Last week, he participated in his school's rite of passage for fourth-graders: lunch duty.

"It's fun," Alex says as he sits on the lunch counter with the cleanup crew, stacking trays with his plastic glove-encased feet. "It's fun to help."

Alex adapts. As a baby, he didn't crawl — he scooted on his bottom. His parents, Jenny and Jeff Brotherson, used to wince when he was learning to walk. Without arms, Alex can't break a fall. He often banged his head.

But when he started school, his kindergarten teacher had her son teach Alex how to fall like a soccer player, to the side, so he doesn't get hurt, his mom says. He wears a helmet when he goes out to play.

His mom is surprised Primary Children's Medical Center hasn't named a wing after him, with all his bumps, bruises and concussions, many suffered while proving a point.

"He would not be as far as he is if he weren't ... out to prove somebody wrong," says Cindy Rogers, a Granite School District occupational therapist who has worked with Alex since he was in kindergarten. "He uses his toes like they were fingers — he can put his shoes and socks on faster than you and I. I had heard he played baseball and all this stuff, and I thought, yeah right. But he does."

He climbs on a step stool-like chair in the lunchroom. He washes his feet with a baby wipe, then uses his toes to unwrap and plunge straws into juice boxes, eat a sandwich or pick up Cheetos. At home, he sits on the counter top to do dishes when it's his turn.
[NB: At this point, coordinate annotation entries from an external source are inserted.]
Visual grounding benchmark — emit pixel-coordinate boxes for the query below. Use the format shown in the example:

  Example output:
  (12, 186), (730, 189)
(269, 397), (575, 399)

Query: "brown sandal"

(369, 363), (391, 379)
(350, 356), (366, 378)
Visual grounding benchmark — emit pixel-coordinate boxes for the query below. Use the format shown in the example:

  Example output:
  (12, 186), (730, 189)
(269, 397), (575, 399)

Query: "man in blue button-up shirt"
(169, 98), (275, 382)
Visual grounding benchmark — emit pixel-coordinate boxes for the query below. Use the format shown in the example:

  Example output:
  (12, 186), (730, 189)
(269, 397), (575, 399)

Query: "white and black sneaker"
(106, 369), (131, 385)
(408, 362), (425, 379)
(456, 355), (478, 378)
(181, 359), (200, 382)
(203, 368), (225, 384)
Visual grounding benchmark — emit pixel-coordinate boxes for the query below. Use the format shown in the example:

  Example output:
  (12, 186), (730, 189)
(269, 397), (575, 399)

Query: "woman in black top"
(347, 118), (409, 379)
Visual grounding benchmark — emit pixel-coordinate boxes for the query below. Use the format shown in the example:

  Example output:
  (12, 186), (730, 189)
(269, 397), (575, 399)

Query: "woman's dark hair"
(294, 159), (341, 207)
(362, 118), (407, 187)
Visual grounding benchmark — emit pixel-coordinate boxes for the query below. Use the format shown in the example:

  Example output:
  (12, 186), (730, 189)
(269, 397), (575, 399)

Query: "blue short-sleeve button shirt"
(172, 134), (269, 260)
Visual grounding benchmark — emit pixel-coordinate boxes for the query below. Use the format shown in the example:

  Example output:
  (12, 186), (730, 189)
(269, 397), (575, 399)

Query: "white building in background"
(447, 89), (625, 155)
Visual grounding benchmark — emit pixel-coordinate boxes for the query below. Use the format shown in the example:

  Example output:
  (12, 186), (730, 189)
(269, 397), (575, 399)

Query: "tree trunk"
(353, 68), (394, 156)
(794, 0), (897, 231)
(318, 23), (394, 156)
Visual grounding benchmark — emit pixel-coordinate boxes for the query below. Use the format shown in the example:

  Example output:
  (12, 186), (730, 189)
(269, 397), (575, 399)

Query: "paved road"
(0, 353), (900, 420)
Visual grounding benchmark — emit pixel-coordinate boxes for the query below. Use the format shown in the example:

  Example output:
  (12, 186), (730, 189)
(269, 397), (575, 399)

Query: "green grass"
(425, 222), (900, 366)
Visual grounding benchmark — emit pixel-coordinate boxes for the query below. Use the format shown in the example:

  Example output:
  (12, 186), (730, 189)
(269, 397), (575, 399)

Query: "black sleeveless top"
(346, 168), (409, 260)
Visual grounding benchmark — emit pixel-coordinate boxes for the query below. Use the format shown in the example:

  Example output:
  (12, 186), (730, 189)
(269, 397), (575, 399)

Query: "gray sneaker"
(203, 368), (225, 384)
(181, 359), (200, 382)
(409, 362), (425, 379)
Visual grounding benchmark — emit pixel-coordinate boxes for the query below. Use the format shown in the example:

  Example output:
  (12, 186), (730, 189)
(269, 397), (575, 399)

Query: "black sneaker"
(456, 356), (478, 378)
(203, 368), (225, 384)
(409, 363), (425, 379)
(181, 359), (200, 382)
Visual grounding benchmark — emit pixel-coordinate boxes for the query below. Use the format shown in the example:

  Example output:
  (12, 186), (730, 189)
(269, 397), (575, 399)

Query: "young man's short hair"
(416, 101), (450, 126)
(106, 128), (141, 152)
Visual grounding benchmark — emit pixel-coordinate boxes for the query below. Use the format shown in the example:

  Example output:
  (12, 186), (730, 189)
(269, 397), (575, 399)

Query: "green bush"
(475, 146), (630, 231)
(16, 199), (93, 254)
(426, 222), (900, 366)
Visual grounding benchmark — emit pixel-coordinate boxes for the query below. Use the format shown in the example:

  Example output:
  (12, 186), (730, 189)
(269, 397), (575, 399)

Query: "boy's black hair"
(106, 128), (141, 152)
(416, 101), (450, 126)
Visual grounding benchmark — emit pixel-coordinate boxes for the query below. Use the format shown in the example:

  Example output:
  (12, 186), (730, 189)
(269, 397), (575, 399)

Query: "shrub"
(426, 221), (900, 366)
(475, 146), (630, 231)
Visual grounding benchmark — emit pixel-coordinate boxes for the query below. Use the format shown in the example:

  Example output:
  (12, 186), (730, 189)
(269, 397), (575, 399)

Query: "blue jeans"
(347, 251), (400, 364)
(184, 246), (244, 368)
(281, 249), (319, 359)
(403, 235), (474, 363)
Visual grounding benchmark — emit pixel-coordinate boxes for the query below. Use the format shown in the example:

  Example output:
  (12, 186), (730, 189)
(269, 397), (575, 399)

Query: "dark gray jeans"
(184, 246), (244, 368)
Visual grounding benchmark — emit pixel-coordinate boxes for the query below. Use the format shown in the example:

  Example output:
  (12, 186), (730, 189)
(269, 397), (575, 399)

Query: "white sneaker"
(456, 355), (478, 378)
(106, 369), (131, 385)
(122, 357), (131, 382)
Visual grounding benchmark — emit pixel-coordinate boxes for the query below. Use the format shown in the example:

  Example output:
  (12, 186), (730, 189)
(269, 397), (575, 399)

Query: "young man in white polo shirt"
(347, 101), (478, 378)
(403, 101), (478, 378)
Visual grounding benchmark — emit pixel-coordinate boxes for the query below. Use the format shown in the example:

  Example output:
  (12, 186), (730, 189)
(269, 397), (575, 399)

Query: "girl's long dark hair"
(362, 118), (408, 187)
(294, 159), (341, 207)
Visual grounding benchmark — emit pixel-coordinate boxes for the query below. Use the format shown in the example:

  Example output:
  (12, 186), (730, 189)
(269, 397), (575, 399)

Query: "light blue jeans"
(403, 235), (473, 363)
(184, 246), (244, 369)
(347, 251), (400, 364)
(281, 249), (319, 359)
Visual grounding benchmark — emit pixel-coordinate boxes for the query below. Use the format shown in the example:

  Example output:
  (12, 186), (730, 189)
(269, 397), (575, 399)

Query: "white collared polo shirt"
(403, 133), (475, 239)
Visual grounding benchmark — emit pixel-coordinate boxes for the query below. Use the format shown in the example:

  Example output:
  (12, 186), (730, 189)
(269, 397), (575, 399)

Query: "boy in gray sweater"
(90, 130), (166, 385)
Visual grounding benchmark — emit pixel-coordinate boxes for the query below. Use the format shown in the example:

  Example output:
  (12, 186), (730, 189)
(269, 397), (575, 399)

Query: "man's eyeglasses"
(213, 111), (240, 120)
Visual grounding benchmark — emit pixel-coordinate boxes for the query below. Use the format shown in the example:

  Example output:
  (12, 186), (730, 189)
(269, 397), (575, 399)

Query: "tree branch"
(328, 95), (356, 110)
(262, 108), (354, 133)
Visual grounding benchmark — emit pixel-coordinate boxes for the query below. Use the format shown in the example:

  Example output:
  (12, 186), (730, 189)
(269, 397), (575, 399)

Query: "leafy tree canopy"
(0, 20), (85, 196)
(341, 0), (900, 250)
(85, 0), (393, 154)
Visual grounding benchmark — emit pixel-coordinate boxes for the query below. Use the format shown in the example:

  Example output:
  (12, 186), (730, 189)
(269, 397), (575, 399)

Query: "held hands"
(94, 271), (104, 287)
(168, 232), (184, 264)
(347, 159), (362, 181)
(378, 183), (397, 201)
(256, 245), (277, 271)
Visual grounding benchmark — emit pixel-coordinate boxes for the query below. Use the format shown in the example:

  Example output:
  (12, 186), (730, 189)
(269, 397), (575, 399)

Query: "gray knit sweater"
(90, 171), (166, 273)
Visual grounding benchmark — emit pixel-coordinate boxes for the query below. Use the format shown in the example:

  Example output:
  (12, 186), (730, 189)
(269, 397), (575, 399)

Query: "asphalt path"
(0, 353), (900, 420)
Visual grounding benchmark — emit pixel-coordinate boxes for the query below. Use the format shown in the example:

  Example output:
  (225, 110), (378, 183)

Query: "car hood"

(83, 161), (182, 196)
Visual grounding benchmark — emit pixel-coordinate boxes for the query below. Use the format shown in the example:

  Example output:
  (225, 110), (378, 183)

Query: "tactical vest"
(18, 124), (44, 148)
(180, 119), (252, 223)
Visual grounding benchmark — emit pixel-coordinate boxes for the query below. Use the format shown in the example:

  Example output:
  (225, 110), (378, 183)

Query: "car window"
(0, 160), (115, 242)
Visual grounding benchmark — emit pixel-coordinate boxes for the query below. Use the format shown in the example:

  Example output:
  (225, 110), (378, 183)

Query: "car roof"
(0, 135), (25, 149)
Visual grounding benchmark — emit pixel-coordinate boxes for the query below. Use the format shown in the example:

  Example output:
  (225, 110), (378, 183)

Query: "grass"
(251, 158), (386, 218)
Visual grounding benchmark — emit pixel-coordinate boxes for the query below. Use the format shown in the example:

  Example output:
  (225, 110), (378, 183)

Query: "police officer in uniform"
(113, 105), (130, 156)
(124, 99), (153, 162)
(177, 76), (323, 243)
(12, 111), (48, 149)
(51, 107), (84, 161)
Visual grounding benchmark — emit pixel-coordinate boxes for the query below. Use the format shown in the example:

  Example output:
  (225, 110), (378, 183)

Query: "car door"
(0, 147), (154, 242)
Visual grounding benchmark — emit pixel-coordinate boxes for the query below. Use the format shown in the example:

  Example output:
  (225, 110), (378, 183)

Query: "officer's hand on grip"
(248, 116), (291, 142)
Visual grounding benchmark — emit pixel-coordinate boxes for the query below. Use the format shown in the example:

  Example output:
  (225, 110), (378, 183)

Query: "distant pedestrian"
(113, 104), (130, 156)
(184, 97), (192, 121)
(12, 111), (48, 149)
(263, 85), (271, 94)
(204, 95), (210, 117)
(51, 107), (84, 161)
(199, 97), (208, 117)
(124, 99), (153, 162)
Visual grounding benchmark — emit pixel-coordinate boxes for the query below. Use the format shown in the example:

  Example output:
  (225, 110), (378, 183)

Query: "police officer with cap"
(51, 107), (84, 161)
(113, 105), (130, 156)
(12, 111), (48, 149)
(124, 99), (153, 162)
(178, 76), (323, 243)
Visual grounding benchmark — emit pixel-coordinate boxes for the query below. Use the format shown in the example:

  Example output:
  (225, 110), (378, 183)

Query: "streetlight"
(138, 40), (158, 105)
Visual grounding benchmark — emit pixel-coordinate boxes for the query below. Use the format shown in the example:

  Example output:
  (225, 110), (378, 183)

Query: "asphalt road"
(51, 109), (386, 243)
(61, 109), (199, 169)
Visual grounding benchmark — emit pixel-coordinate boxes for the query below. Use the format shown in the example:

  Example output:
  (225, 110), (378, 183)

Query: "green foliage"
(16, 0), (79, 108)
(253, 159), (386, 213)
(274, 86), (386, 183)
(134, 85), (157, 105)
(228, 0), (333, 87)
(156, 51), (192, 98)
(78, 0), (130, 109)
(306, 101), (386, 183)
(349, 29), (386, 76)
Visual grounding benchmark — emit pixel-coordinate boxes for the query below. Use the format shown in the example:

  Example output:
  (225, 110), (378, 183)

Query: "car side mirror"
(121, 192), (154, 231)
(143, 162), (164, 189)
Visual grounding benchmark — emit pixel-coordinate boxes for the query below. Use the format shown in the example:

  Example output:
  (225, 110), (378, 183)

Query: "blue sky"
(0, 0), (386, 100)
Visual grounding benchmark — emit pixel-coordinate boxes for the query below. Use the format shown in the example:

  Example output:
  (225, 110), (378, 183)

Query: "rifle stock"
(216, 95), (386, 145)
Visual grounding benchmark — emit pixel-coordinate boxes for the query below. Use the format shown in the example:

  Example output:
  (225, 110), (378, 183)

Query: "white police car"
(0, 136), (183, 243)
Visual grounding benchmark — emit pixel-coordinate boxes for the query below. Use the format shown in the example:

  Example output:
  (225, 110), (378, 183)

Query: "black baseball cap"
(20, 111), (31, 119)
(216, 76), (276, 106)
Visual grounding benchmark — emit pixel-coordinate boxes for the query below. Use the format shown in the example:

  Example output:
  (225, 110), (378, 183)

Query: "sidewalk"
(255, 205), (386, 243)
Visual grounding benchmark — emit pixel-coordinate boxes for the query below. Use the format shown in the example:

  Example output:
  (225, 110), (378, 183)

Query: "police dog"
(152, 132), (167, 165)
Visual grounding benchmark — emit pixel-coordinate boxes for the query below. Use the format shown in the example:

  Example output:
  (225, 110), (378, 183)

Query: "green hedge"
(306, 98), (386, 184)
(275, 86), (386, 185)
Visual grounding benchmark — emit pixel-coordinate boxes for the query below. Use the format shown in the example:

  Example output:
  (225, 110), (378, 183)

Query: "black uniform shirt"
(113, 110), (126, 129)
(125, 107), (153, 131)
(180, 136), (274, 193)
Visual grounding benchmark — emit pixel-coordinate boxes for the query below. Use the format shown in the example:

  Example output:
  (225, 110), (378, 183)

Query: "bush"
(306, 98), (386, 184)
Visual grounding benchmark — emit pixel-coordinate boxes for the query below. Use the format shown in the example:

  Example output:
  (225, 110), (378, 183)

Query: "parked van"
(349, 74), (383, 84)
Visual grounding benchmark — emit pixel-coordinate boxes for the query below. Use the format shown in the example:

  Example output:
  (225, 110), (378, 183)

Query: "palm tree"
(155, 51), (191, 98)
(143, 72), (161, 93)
His classroom chair is higher than his desk, so he's not wrenching his hips to do schoolwork. He's also learning to use the computer via Morse code. He types code with foot pedals, which the Darci computer program translates into letters. That, Rogers believes, will protect his hips and back, while allowing him to become computer proficient.

But on other stuff, Alex wants no exception.